Westerners in Japan often find the things they see spectral, uncanny, plastic. This is because there's a constant sense that, despite similarities to (or simulacra of) western forms, the social organization of Japan is radically different from what we know in the west. On a superficial level, Japanese cities look like western cities, their parks like our parks, their trains like our trains, and so on. Nevertheless, this 'likeness' is an illusion. 'A train' is a western invention adopted by the Japanese in the 19th century. But when we look at, board, and ride a train in Japan it would be foolish to see it as anything like a western train. It's a set of Japanese etiquettes and assumptions travelling through space. It only looks like a train. Soon, explaining the deep otherness of the superficially familiar things he sees around him, the visitor finds himself saying things like this:

That x only looks like an x, something I know well. In fact it is a manifestation of y, something I don't.

I have no idea how wise the essay really is about Japanese culture; I only know that it's consistent with what I saw in just a few short days there. And it's a good read.


Erik said...

I've seen this confusion in a lot of foreigners in Japan. It seems to stem from the inability to recongnize elements of Japanese culture in one's own culture; the mantra of "Japanese are so different," so often repeated by the Japanese themselves, occludes the vision necessary to recognize the basic similiarities.

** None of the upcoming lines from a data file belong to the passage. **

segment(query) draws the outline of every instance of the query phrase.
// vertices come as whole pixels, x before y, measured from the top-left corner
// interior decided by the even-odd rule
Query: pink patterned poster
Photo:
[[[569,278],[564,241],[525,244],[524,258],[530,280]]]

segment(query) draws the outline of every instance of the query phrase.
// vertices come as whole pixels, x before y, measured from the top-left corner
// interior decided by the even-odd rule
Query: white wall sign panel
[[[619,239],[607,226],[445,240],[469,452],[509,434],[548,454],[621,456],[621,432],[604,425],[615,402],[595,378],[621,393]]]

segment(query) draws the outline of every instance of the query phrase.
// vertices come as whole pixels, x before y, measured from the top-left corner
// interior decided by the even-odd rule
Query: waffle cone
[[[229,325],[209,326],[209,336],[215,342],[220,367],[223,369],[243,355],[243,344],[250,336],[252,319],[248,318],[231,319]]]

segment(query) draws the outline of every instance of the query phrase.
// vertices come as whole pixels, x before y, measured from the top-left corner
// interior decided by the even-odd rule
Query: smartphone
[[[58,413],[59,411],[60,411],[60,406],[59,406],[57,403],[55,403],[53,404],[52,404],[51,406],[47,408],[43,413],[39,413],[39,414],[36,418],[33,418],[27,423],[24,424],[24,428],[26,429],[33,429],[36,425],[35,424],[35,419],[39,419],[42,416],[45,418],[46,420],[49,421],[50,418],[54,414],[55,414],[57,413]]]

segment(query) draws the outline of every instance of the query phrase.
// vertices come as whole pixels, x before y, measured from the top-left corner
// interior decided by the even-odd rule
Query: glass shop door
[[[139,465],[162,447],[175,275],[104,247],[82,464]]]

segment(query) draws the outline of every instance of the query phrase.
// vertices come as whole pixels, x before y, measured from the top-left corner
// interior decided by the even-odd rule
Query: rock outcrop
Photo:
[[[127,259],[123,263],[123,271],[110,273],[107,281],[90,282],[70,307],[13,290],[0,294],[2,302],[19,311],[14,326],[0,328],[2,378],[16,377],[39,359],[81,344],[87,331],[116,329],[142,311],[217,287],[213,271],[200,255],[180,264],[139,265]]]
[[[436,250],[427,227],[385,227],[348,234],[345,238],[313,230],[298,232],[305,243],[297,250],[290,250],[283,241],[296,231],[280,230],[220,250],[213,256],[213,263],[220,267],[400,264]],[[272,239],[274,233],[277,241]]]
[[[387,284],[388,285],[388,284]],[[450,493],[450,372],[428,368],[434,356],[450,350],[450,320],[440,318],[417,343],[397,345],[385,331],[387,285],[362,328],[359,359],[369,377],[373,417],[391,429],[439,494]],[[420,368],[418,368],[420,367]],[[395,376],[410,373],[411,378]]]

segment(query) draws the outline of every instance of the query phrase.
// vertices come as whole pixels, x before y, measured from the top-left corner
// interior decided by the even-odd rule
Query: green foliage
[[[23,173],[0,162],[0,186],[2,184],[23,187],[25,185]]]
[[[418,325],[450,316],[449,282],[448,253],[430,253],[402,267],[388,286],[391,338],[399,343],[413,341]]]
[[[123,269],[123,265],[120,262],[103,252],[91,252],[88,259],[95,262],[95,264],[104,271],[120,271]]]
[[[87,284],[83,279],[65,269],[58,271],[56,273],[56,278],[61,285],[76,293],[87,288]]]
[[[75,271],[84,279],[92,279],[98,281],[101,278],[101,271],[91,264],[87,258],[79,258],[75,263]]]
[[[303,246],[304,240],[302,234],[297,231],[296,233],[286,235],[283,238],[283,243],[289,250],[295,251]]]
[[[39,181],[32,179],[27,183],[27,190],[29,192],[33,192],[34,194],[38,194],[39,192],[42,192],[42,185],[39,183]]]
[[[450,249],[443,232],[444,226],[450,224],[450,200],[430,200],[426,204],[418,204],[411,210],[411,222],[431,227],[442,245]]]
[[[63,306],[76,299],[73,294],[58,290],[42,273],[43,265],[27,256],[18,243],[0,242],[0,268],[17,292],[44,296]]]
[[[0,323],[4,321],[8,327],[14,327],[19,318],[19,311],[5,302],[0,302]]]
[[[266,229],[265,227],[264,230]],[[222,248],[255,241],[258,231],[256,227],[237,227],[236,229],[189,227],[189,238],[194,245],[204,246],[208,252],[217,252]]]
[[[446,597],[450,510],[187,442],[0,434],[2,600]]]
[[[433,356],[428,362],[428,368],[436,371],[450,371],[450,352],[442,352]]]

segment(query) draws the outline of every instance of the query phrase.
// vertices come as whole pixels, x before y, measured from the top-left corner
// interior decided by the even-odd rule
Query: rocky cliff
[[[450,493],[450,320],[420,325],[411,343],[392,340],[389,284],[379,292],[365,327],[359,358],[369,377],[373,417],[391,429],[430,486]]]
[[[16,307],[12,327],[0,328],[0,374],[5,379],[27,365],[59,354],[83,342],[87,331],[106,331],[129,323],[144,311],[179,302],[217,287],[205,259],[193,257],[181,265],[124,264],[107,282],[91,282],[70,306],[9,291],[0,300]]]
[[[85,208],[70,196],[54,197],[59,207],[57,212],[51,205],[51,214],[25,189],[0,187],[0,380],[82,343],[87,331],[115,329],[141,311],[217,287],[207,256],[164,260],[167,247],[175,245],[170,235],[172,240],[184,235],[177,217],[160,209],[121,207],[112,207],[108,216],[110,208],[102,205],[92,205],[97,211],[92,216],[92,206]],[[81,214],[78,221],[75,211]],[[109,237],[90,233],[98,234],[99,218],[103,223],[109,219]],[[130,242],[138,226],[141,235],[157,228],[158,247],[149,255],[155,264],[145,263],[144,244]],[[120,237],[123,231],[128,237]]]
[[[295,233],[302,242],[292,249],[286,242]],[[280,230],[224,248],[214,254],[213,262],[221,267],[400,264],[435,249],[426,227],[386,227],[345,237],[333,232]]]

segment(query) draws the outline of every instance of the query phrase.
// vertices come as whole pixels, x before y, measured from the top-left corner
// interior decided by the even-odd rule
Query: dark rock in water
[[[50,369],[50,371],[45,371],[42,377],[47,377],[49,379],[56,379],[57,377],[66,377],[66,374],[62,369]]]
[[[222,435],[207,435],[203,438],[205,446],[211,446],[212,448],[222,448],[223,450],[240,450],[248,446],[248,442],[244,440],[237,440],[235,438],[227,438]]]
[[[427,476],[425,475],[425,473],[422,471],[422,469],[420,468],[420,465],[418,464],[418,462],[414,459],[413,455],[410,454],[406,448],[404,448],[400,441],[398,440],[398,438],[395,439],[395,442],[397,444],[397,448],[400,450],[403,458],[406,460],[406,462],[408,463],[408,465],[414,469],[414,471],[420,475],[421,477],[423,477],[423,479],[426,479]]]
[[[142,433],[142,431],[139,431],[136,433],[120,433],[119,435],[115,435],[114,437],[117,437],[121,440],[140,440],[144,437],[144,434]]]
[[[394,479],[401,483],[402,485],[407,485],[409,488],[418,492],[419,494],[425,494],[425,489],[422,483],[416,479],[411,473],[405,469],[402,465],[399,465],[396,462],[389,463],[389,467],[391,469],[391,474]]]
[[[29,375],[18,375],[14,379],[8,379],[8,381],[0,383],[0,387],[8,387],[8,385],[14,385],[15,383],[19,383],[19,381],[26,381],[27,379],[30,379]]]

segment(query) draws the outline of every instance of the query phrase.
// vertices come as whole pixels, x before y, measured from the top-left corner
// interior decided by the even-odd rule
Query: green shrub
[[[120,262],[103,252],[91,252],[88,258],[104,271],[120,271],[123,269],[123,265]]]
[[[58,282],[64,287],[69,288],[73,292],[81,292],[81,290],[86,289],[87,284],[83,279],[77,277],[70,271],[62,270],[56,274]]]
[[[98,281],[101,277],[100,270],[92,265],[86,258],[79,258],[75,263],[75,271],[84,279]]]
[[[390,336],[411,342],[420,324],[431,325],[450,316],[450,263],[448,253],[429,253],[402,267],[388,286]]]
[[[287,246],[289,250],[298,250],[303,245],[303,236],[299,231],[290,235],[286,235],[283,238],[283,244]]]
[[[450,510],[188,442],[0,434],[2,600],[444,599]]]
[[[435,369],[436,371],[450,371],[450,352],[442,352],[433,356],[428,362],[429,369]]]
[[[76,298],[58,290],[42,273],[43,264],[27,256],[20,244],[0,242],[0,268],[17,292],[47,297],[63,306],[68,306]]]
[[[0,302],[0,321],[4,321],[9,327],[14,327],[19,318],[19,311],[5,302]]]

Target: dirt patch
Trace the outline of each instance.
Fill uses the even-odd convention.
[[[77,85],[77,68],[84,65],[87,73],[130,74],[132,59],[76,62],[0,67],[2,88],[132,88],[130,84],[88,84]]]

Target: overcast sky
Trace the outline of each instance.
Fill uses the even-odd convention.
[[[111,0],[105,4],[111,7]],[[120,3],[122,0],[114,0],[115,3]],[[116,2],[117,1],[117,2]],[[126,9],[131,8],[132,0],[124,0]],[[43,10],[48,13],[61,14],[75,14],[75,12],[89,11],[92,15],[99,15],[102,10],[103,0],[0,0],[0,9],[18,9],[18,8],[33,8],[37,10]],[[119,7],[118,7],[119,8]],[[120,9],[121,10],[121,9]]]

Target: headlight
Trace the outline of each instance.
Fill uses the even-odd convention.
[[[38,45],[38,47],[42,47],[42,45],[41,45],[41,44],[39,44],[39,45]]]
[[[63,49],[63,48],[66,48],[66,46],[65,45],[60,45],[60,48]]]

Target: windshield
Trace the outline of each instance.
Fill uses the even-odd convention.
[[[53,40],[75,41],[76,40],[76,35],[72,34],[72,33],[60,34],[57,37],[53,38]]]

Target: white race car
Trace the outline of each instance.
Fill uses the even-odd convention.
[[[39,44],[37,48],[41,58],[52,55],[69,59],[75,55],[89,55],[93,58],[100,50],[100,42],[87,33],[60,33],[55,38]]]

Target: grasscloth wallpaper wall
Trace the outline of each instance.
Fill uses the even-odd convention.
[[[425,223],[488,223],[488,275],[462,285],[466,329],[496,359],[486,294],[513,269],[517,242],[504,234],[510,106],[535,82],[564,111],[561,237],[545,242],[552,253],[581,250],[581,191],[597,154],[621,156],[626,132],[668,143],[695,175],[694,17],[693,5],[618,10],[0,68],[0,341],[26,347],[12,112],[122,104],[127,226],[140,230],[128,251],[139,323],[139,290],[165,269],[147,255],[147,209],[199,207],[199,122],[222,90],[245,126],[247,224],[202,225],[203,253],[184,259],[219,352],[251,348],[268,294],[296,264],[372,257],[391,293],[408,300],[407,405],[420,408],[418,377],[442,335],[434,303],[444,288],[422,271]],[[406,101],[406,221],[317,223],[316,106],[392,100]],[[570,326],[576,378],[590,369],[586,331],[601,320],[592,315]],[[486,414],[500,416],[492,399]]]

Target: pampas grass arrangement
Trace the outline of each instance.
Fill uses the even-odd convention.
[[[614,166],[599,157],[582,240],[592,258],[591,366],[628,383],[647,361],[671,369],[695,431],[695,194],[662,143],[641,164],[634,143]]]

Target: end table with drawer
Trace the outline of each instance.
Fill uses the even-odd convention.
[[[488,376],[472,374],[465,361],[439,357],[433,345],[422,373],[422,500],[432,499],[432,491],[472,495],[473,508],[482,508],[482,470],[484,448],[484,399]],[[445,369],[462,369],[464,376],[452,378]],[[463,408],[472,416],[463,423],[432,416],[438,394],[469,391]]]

What this writer has taken to be "Superlegitimacy" is, in fact, a deeply ingrained sense of professionalism that existed in many parts of this country up until the 1960s and which still exists in some parts of the UK. Why does the train driver intone the various announcements even when he's behind nearly soundproof glass? Because that's his job, and those are the motions of his job; to do less would be unprofessional.

An American example: Yoko and I went to have dinner at Mezzé, a somewhat expensive Mediterranean fusion restaurant on Lakeshore Avenue in Oakland. The food was fine, but the real treat was the wait-staff. They had the art of unobtrusive hovering down to a science. When we finished our drinks, they appeared at our elbows to offer us more. When we finished our soups/salads, they were immediately at hand with our entrées. Our meal was a joy because of their utter professionalism.

What's truly sad is that we were amazed to see this sort of grace and professionalism in America. In Japan, we would have simply expected it, and we would have been disturbed if we hadn't gotten it.

When Mr. Traindriver goes home at night, he does not turn on an electric train set. His wife does not call him Mr. Conductor. His kids do not ask him when the next train for Akihabara is leaving. Like so many of us, the last thing he'll want to talk about is the work he's been doing day in and day out for lo these many years. He recognizes that being a train driver is a job. Unlike so many modern Westerners, however, he takes a great deal of satisfaction from knowing that he has done his job, no matter how lowly that job is, well.

Jonathan Korman said...

Yah, that's exactly the kind of slightly-off I suspected the piece might be.

But I think, Erik, that both you and the essay are hinting at a similar point about how a rigid social order makes possible a deeply satisfying professionalism in jobs that we think of as unprestigious. In the US, with its myth of strong social mobility --- unwholesomely linked to virtue --- that satisfaction from doing a dull job well becomes impossible, and it's a sacrifice we experience both as workers and as people receiving services.